A Câmara dos Deputados aprovou nesta quarta-feira (15) o Projeto de Lei (PL) 2.083/2022, que prevê a aplicação do Regime Disciplinar Diferenciado (RDD) a presos por violência doméstica e familiar contra a mulher que ameacem ou pratiquem violência contra a vítima ou seus familiares. A proposta segue agora para sanção presidencial.
De autoria da senadora Soraya Thronicke (PSB-MS), o projeto foi inspirado na história de Bárbara Penna, vítima de tentativa de feminicídio em Porto Alegre. A medida altera a Lei de Execução Penal (Lei 7.210/1984) e estabelece punições mais rigorosas para presos que descumprirem medidas de distanciamento, incluindo a possibilidade de transferência compulsória para presídios em outros estados.
O texto também permite a aplicação do Regime Disciplinar Diferenciado, que prevê cumprimento de pena em cela individual, restrições a visitas e ao banho de sol, além de monitoramento de entrevistas e fiscalização de correspondências. O regime pode durar até dois anos.

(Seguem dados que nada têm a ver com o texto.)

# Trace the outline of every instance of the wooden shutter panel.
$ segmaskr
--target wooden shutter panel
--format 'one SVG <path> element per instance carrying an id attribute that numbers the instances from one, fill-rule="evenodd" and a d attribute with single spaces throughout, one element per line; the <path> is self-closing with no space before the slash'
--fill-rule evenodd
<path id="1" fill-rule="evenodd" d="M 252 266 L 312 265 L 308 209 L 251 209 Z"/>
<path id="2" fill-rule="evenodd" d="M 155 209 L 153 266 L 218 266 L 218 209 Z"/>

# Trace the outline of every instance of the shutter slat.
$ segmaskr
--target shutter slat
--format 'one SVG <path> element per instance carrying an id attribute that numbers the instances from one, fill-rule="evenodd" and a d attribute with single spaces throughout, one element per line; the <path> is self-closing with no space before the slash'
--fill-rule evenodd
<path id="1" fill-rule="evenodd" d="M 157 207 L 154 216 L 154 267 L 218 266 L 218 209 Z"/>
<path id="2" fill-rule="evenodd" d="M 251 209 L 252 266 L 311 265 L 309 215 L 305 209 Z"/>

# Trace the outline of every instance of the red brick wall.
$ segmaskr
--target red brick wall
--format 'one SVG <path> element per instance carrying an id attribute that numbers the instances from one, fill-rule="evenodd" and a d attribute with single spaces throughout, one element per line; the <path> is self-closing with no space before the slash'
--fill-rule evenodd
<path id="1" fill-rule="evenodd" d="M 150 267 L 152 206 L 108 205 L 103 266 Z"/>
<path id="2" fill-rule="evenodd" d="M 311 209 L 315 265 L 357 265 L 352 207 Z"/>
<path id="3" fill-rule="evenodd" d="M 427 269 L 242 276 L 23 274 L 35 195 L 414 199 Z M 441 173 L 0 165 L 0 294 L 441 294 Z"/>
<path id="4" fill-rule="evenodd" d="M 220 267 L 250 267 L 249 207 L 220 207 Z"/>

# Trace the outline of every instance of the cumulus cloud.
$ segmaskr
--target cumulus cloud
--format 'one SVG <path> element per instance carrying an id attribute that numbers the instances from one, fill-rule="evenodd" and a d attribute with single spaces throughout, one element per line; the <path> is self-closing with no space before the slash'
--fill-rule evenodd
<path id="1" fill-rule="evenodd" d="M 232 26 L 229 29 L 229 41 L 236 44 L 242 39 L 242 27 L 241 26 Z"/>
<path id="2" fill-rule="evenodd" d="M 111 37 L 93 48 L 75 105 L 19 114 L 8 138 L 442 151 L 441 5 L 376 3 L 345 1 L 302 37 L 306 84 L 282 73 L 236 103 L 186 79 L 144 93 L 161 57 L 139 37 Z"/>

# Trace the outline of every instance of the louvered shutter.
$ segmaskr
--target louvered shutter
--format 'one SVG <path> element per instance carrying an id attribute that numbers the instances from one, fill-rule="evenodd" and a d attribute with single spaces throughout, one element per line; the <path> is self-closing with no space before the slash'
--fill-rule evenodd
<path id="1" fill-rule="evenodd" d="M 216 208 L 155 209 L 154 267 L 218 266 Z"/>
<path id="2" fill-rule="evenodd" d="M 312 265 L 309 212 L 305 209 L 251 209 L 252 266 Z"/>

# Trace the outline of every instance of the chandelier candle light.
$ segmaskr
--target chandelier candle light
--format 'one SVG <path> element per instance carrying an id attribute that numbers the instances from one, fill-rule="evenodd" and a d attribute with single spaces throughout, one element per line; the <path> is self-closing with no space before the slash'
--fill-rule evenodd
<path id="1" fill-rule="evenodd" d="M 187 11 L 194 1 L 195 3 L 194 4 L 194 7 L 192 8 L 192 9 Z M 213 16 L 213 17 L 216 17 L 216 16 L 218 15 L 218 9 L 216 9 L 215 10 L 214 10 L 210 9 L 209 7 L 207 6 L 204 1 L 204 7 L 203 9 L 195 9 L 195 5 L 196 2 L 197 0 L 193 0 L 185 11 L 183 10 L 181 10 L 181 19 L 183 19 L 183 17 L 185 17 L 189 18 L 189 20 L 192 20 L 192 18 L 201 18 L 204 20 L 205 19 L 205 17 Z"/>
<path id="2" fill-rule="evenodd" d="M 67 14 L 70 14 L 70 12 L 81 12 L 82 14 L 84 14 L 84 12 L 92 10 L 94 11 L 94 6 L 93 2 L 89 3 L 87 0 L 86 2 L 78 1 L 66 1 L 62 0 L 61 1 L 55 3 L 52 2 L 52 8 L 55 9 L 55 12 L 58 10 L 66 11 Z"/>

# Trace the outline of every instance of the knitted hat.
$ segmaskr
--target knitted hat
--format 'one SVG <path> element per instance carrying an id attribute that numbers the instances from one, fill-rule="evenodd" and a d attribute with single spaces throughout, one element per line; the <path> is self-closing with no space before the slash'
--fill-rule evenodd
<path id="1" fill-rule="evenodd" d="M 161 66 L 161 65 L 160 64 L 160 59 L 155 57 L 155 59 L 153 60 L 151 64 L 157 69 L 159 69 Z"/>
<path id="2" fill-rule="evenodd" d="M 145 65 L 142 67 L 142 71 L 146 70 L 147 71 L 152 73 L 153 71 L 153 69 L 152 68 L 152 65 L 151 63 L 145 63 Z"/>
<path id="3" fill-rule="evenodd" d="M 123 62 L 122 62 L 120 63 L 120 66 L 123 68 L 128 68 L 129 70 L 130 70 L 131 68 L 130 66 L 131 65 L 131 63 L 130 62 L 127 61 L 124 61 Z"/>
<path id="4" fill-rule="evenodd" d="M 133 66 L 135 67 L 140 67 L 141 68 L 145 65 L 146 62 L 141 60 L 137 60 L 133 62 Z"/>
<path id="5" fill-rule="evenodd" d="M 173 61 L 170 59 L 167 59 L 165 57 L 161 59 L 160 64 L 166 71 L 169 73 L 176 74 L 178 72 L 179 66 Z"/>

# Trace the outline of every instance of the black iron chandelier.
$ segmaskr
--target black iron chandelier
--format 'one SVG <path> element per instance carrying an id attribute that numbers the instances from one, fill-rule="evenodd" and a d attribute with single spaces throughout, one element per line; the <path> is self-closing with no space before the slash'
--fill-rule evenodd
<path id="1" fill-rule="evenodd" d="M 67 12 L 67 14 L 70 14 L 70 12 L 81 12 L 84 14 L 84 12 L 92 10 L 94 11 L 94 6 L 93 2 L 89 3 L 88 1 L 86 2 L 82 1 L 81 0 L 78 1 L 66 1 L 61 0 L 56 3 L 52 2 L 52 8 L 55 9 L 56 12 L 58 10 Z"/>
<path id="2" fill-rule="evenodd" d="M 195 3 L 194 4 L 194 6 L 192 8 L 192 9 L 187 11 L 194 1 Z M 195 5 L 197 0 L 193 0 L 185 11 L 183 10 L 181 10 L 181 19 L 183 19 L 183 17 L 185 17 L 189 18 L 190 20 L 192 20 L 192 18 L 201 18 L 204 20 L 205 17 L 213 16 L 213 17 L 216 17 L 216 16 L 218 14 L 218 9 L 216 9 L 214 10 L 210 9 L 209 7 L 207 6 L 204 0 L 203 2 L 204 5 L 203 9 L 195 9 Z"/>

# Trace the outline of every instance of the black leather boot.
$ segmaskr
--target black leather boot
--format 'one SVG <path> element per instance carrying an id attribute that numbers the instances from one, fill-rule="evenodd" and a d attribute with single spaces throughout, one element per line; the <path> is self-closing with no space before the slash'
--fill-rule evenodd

As novas regras também se aplicam a situações de saída temporária ou para detentos em regime aberto ou semiaberto conquistados por progressão. Passa a ser considerada falta grave a aproximação do preso da vítima ou de seus familiares durante a vigência de medidas protetivas previstas na Lei Maria da Penha, sem necessidade de abertura de novo processo penal.
A senadora Soraya Thronicke lembrou que, em 2013, Bárbara Penna "foi vítima de tentativa de feminicídio, teve o corpo incendiado, foi jogada do terceiro andar do prédio onde morava em Porto Alegre e teve seus dois filhos assassinados pelo então marido, condenado a 28 anos de prisão. Ainda assim, ela continuou a receber ameaças dele de dentro do estabelecimento penal", destacou na justificativa do projeto.
O relator, deputado Luiz Carlos Busato (União-RS), apresentou emenda para incluir na Lei de Crimes de Tortura (Lei 9.455/1997) a submissão repetida de mulher a intenso sofrimento físico ou mental no contexto de violência doméstica e familiar. Com a alteração, essa conduta passa a ser considerada forma de tortura, sem prejuízo das penas previstas para outros crimes. A lei prevê pena de reclusão de 2 a 8 anos para o crime de tortura.